Deserialization of untrusted data happens when untrusted data without sufficiently verifying that the resulting data will be valid. It is convenient to save serialize objects for communication or to use for a later date. Desterilized data or code can be modified without using the provided accessor functions if it does not use cryptography to protect itself. Any cryptography would still be client-side security—which is a dangerous security assumption. Data that is untrusted cannot be trusted to be well-formed. Terms that can be associated are marshaling, unmarshaling pickling and unpickling. The time that the issue can be imputed is during architecture and design and implementation. The different languages that can be effected are Java, Ruby, PHP, Python and Language-independent. Common consequences under integrity attackers can modify unexpected objects or data that was assumed to be safe from modification. Under availability if a function is making an assumption on when to terminate, based on a sentry in a string, it could be easily never terminate.
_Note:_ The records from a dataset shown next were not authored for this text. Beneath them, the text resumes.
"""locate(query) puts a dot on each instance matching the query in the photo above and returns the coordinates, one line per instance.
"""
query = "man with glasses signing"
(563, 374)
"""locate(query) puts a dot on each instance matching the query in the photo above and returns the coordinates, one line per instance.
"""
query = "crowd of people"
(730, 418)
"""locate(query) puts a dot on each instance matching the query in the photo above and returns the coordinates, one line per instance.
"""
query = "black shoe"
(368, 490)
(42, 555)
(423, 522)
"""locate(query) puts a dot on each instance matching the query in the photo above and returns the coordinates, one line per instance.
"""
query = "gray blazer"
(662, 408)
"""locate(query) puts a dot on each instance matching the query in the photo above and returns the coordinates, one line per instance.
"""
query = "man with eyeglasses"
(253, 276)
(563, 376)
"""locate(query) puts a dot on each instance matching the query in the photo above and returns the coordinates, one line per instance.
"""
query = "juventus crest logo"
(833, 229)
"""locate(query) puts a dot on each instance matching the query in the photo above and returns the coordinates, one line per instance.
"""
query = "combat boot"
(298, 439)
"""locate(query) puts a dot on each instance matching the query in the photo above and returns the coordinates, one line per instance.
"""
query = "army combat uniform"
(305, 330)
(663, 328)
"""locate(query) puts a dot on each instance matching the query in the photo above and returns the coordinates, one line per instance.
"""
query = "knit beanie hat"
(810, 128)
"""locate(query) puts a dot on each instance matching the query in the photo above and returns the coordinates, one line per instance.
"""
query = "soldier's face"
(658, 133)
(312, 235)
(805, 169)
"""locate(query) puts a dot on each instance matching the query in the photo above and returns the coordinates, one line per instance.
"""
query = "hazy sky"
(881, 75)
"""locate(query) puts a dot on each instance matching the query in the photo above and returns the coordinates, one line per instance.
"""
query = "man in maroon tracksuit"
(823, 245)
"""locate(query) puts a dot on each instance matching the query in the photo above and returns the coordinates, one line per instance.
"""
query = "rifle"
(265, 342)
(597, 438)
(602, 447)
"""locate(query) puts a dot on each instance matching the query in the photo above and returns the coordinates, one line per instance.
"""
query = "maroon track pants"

Under authorization and other code could potentially make the assumption that information in the deserialized object is valid. Functions that make this dangerous assumptions could be exploited. Ways to make sure that this does not happen are the following. If available, use the signing/sealing features of the programming language to assure that deserialized data has not been tainted. When deserializing data, populate a new object rather than just deserializing. The result is that the data flows through safe input validation and that the functions are safe. Last option is to explicitly define final readObject() to prevent deserialization.